FlawFix:Automated Vulnerability Fixing Tool for Open Source Libraries

Abstract

In recent years, software applications use open source software (OSS) libraries extensively to speed up the development. These open source software libraries are prone to increasingly prominent vulnerabilities that are publicly disclosed. It is consequently essential for software developers to identify dependencies on vulnerable libraries regularly, to concretely assess their impact, and to alleviate any potential risk. Vulnerability scan and assessment tools, therefore, are being used to keep track of vulnerable dependencies. Various tools are available in the market that scan, assess and provide remediations for various vulnerabilities caused due to open source library dependencies. Manual efforts are required to fix the vulnerabilities once the remediation is provided. Here, in this paper, we are going to discuss a tool "FlawFix" which scans, assesses and fixes the vulnerabilities caused by open source library dependencies automatically thereby, overcoming the limitation of relying on manual .By using this tool we not only reduce manual errors but also save many man days, which can be used to focus more on business logic.
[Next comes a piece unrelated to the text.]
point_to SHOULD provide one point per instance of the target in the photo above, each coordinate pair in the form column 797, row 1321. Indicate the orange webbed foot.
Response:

The paper is organized as follows, section 1 gives a brief introduction of the tool’s necessity and definitions of few important terms. Section 2 highlights the work that has been done in this domain, the methodologies and their limitations. The paper then gives the methodology of our proposed tool which highlights the features, steps to be followed etc. Finally we conclude our work by mentioning some of the limitations which lays potential scope for our future work.